Sum now and ratio in the past – The sum of the present ages of a father and son is 60. Six years ago the father was five times the son. After 6 years, what will be the son’s age?

Introduction / Context:
We have a present-time sum and a past-time ratio. Converting both into equations in present variables and solving yields the son’s current age, from which we can project six years into the future.

Given Data / Assumptions:

• Let F = father, S = son (present ages).
• F + S = 60.
• Six years ago: F − 6 = 5(S − 6).
• Asked: S + 6.

Concept / Approach:
From the past ratio: F = 5S − 24. Substitute into the sum to solve for S, then add 6.

Step-by-Step Solution:
F = 5S − 24.(5S − 24) + S = 60 ⇒ 6S = 84 ⇒ S = 14.After 6 years: S + 6 = 20.

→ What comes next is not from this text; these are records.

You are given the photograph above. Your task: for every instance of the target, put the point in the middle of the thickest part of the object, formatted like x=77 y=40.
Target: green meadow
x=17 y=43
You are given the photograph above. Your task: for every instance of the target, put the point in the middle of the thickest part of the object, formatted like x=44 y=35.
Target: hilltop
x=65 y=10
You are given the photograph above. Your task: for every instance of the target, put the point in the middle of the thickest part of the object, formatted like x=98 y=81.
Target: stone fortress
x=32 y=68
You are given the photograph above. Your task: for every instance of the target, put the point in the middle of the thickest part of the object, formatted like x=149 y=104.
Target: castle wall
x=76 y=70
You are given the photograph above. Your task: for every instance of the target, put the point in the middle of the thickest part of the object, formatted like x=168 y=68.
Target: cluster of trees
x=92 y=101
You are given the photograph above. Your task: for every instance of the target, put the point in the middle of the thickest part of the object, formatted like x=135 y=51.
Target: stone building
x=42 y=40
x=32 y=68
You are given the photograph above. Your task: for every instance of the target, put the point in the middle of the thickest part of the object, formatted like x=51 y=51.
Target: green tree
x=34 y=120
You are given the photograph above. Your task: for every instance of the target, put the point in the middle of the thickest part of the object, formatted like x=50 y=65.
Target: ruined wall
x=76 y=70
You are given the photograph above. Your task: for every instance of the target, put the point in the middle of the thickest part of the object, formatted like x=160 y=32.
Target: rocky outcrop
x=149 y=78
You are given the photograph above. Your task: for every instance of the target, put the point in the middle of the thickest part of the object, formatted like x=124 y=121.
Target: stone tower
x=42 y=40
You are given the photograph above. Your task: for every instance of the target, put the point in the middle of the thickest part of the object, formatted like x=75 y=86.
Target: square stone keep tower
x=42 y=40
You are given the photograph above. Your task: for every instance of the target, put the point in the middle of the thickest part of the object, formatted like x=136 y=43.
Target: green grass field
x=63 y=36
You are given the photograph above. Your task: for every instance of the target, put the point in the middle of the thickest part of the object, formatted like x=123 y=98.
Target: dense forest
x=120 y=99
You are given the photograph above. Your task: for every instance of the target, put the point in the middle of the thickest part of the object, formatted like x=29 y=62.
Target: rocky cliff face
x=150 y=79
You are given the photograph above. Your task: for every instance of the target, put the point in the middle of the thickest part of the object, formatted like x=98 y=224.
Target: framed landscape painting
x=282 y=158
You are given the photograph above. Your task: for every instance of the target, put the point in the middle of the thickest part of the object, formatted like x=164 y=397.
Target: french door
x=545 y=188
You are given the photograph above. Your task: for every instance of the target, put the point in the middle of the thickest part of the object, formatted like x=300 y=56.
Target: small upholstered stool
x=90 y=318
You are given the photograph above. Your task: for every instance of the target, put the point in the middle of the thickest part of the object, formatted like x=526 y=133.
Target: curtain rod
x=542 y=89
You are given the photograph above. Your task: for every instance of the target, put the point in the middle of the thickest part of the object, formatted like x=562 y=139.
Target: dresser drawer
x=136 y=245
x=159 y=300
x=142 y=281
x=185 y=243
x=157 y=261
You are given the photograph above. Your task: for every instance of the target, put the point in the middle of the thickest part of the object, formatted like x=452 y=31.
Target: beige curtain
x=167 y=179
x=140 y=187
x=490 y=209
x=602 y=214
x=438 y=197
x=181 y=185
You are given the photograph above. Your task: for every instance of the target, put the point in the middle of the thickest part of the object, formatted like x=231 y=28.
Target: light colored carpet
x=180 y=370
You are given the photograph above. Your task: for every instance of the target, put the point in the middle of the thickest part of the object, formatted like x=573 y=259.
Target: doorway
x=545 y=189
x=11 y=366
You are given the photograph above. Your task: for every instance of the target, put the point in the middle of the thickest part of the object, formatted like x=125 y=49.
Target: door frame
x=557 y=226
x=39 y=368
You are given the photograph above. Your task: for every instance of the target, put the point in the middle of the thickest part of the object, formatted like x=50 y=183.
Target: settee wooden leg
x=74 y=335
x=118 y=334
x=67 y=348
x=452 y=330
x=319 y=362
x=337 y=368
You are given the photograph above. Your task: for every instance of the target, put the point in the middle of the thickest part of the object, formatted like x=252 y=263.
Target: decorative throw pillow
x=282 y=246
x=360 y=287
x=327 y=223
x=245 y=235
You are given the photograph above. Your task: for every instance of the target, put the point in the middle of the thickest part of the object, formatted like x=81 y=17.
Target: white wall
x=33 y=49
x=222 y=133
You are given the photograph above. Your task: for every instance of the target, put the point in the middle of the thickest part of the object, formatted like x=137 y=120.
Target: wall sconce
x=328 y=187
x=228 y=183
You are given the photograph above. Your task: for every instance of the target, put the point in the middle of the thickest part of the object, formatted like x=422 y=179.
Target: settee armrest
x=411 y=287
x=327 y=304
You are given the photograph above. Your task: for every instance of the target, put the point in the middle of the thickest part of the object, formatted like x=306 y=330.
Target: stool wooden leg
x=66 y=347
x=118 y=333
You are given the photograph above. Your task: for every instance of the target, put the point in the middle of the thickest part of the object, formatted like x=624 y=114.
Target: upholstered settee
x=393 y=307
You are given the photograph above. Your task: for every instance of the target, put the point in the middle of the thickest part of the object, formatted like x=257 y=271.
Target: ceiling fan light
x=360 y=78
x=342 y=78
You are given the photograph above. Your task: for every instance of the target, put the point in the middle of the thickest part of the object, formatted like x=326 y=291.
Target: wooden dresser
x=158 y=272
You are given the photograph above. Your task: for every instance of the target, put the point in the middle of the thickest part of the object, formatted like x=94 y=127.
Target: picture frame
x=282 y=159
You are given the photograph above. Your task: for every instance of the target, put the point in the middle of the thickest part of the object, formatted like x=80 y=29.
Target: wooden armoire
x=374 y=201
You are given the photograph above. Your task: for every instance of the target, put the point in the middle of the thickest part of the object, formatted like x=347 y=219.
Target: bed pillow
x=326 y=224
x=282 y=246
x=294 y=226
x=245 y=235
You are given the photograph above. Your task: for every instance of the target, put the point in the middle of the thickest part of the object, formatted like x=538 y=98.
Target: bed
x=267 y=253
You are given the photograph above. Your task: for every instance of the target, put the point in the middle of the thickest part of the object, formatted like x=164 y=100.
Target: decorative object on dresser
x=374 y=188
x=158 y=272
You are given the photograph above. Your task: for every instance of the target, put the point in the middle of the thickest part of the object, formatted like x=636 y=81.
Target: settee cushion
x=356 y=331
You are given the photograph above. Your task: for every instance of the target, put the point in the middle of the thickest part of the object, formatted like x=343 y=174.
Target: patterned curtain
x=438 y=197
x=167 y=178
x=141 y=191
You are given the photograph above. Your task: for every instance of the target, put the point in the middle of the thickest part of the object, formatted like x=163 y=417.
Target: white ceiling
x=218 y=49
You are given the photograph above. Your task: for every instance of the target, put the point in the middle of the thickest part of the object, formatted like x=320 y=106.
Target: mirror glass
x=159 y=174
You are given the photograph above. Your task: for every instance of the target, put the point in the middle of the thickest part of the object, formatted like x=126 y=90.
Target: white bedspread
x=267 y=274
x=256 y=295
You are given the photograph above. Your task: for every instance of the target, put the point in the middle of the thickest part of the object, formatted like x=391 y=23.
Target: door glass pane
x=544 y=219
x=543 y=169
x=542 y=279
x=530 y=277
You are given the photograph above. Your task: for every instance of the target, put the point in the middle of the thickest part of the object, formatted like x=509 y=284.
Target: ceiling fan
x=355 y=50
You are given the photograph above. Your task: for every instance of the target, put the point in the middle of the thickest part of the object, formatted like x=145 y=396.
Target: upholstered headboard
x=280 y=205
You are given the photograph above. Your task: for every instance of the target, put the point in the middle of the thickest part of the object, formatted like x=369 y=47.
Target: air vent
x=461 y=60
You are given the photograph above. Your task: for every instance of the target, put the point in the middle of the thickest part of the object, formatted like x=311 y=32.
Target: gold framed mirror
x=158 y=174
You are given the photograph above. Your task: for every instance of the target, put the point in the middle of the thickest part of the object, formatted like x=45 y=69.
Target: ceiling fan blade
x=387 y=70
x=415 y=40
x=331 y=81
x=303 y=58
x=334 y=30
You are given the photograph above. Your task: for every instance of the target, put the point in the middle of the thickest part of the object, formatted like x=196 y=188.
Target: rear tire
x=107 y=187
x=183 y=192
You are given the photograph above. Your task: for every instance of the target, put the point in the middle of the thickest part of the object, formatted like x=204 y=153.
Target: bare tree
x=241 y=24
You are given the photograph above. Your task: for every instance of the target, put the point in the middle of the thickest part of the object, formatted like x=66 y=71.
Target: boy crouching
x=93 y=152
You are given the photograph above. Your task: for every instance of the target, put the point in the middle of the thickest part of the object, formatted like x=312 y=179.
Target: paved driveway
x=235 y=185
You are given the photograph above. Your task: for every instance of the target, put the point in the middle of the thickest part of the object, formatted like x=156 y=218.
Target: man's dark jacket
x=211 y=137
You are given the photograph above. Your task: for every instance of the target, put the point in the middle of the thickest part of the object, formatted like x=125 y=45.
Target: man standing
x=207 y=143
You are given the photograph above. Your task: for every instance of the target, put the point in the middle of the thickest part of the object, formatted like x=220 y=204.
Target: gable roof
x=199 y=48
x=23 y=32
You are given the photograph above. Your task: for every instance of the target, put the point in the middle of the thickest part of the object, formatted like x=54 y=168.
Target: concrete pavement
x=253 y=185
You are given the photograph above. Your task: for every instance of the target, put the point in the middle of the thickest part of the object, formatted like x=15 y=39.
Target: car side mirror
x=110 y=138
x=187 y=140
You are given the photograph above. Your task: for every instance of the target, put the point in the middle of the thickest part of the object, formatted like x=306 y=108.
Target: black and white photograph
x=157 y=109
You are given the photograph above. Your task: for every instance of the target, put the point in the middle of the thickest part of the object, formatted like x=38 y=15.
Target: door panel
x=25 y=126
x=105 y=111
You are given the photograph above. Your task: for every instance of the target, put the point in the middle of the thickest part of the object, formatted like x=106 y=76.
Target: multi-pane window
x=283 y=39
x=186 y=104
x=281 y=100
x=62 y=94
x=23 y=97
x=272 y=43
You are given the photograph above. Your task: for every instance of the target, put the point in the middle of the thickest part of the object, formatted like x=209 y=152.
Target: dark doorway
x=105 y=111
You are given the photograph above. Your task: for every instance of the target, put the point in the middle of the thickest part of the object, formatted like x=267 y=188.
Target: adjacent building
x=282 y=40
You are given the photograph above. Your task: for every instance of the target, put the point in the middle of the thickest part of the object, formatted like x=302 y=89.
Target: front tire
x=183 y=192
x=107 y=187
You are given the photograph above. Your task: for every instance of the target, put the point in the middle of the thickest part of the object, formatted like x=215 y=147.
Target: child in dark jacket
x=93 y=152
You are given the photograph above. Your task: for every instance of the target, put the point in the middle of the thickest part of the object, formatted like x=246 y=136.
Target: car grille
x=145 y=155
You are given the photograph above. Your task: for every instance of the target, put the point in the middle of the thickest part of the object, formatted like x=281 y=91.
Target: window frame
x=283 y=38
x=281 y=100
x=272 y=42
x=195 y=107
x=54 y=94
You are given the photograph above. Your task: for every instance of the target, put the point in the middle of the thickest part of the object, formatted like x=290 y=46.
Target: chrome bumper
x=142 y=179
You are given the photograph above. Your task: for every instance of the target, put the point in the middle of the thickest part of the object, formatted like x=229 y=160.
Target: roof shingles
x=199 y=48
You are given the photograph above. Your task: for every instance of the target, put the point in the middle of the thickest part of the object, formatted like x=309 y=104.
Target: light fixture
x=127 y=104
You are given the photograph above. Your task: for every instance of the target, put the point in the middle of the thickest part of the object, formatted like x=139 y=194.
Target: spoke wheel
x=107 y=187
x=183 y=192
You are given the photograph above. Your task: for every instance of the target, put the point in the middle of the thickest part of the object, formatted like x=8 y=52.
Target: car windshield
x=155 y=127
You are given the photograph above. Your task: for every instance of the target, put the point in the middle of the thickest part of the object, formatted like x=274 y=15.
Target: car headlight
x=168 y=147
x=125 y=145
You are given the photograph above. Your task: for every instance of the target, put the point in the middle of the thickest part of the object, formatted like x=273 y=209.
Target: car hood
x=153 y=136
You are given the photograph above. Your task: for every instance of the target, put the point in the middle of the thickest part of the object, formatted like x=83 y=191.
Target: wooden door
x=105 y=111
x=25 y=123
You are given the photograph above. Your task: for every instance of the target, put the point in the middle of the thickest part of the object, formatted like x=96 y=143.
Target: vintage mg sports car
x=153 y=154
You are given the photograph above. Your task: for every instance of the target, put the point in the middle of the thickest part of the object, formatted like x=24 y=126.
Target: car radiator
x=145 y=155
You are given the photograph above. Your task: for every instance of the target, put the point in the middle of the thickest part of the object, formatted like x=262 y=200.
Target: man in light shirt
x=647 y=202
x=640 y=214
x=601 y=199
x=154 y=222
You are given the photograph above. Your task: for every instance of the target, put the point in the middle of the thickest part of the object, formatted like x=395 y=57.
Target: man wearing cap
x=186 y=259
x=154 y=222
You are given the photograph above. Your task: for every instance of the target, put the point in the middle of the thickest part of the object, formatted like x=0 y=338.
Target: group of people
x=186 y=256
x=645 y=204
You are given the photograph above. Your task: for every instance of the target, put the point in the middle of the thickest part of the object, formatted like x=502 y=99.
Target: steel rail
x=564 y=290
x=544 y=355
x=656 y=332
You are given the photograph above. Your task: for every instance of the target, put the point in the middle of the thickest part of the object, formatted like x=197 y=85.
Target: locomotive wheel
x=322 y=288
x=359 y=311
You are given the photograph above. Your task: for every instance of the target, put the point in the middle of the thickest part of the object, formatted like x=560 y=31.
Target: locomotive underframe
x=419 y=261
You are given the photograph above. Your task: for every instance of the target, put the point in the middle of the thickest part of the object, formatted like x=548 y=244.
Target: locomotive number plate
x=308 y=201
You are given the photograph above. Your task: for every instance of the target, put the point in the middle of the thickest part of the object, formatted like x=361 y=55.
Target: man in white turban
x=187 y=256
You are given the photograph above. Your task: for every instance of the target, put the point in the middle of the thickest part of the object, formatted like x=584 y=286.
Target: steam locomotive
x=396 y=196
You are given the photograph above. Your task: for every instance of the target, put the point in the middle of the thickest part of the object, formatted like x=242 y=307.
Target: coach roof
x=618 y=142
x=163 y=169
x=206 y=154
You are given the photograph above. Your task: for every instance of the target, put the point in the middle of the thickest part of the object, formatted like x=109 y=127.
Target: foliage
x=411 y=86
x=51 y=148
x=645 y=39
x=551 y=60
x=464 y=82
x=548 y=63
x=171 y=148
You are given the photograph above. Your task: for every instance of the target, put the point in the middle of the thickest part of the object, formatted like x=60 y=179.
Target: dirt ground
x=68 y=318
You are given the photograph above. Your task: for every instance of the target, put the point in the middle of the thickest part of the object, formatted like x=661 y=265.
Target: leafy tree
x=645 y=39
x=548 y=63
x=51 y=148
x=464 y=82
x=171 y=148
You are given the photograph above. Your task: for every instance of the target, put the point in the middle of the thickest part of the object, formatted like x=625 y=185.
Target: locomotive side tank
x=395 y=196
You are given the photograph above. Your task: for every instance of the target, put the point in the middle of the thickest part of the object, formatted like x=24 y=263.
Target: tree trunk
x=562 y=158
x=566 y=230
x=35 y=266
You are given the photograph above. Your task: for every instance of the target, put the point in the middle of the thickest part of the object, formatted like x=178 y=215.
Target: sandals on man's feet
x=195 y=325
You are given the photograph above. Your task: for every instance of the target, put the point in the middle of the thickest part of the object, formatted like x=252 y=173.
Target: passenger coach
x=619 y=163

Verification / Alternative check:
Check the past relation: F = 46; six years ago 40 and 8 → 40 = 5 × 8, true. Present sum: 46 + 14 = 60, true.

Why Other Options Are Wrong:
They do not follow from the unique solution S = 14.

Common Pitfalls:
Dropping the −6 term on only one side of the past equation or forgetting to compute “after 6 years.”

Final Answer:
20